WHEREAS, on or about July 1, 2013 and concurrent with this Agreement, Vystar entered into an LLC Ownership Interest Purchase Agreement (the “Acquisition Agreement,” a copy of which has been attached hereto as Exhibit A) whereby the Grantor acquired 100% of the limited liability corporate membership and ownership interest of Kiron Clinical Sleep Lab, LLC, a North Carolina limited liability company (“Kiron”) such that following the Acquisition Agreement, Kiron will continue its existence as a wholly owned subsidiary of the Grantor (collectively the “Acquisition”)
WHEREAS, Vystar issued (and committed to issue, subject to certain conditions) to the Secured Party a secured convertible promissory note in the principal amount of _________________________________ ($________________), (the “Note”) and additional secured convertible promissory notes to additional Secured Parties set forth on Schedule I to the Note Subscription Agreement.
WHEREAS, as a condition to the closing of the Note Subscription Agreement and the issuance of the Note, the Parties agree that the Grantor execute and deliver to the Secured Party this Agreement with the intent to secure the Note with a pro-rata percentage of the Kiron limited liability corporate membership and ownership interest and provide for the grant to the Secured Party of a senior security interest in the pro-rata percentage of the Kiron limited liability corporate membership and ownership interest.

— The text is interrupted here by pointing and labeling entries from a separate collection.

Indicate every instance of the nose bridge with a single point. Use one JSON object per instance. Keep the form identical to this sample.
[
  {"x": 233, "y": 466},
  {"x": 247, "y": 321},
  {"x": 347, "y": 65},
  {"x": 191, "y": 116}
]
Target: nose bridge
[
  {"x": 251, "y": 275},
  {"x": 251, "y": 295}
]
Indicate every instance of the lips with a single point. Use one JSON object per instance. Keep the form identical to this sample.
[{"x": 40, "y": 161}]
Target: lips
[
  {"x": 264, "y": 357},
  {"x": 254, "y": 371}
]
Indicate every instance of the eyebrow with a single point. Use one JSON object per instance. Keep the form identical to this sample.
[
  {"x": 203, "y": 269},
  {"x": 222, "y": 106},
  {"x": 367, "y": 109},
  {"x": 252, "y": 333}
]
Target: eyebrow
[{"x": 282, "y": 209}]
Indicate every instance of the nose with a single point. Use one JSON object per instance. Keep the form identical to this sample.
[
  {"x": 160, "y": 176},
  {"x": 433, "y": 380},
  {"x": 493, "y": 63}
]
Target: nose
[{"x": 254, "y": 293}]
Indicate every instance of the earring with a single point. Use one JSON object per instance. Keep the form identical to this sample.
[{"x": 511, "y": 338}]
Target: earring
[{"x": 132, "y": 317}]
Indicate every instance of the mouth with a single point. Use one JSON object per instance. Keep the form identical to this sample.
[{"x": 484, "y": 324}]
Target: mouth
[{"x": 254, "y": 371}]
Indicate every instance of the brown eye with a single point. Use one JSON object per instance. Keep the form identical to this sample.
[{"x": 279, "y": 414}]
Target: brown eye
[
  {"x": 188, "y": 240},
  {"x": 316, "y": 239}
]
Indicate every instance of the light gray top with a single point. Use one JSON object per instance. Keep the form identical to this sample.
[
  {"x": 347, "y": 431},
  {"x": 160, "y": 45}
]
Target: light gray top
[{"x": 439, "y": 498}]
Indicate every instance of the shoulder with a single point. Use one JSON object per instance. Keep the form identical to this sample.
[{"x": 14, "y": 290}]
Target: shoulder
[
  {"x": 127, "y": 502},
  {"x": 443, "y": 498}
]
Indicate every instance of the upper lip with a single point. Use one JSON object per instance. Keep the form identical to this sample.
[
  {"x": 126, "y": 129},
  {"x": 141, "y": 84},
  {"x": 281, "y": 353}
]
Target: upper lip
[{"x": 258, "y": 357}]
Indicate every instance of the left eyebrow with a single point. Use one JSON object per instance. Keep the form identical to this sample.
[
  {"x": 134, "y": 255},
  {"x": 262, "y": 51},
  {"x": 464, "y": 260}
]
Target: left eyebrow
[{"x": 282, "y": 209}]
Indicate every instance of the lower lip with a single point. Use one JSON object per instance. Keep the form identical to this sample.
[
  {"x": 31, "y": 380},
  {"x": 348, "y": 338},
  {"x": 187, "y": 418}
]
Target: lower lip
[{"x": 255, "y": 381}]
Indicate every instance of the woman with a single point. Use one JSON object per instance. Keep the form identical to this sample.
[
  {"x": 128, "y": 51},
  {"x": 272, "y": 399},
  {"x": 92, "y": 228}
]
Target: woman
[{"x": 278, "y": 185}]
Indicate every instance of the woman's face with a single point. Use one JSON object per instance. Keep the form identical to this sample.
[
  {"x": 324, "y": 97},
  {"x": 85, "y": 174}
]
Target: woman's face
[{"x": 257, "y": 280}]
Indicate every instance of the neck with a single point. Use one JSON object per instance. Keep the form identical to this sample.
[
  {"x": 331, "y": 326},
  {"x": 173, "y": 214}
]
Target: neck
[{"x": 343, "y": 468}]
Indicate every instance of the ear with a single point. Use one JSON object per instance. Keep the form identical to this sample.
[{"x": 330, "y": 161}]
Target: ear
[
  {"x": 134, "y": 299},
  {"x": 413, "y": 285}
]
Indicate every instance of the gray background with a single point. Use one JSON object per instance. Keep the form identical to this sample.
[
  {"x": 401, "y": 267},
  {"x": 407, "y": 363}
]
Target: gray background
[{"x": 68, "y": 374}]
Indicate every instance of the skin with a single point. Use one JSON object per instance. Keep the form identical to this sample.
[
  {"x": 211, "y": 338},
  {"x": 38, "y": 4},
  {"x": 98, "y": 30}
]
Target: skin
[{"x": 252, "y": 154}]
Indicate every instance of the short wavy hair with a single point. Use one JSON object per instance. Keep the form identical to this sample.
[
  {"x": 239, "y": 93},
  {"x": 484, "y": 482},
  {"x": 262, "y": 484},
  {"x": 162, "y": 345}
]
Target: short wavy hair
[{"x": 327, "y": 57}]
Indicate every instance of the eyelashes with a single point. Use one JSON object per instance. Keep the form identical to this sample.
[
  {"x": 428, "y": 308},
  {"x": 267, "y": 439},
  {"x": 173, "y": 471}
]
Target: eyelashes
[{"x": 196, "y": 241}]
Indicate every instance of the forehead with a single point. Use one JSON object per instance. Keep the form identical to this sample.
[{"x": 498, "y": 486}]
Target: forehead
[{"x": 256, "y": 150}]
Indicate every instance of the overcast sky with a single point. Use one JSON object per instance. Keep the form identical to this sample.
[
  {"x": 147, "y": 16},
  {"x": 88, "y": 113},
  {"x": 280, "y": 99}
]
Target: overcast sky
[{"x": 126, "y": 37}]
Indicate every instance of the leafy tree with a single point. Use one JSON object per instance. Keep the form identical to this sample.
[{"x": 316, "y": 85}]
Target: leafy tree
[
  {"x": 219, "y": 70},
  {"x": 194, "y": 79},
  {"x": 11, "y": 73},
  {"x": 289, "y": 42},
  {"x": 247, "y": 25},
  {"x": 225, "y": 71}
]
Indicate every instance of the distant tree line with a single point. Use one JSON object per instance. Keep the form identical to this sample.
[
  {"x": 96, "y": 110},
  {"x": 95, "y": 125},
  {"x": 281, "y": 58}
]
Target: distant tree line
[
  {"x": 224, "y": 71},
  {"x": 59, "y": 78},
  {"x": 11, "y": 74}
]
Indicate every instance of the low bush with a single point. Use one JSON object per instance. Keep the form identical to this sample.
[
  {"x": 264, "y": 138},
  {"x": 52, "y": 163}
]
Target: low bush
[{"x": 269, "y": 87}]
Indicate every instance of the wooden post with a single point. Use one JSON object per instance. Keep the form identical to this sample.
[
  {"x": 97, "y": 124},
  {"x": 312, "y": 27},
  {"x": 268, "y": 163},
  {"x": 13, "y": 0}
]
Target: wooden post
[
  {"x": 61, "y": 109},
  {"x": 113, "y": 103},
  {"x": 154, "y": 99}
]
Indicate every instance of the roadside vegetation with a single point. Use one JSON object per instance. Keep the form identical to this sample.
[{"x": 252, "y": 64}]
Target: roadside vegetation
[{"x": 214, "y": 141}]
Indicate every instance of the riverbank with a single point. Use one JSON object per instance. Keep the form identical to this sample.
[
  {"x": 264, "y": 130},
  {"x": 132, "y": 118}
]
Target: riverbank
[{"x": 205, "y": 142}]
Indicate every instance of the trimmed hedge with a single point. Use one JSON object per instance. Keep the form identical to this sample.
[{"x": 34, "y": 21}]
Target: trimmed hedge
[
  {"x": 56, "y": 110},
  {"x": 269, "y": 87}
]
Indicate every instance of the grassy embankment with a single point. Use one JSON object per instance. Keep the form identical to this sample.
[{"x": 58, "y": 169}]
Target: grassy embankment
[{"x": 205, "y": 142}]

NOW, THEREFORE, in consideration of the premises, and in consideration of the mutual representations, warranties, and covenants herein contained, and other good and valuable consideration the receipt and sufficiency of which are hereby acknowledged, the Parties hereby agree as follows:
1. | Grant of Security |
The Grantor hereby assigns, conveys, mortgages, pledges, grants and transfers to the Secured Party, a lien on and a security interest in the Kiron limited liability corporate membership and ownership interest equal to the principal amount of the Note divided by the total principal of the Notes issued pursuant to the Note Subscription Agreements as set forth in the Schedule I to the Note Subscription Agreements, the “Collateral”.
2. | Security for Obligations |
The security interest granted by the Grantor hereunder secures the prompt and complete payment and performance when due (whether at stated maturity, upon acceleration or otherwise) of all the Secured Obligations now or hereafter existing, whether matured or unmatured, contingent or liquidated, under the Notes including any extensions, modifications, substitutions, amendments and renewals thereof, whether for principal, interest, premium, fees, expenses or otherwise.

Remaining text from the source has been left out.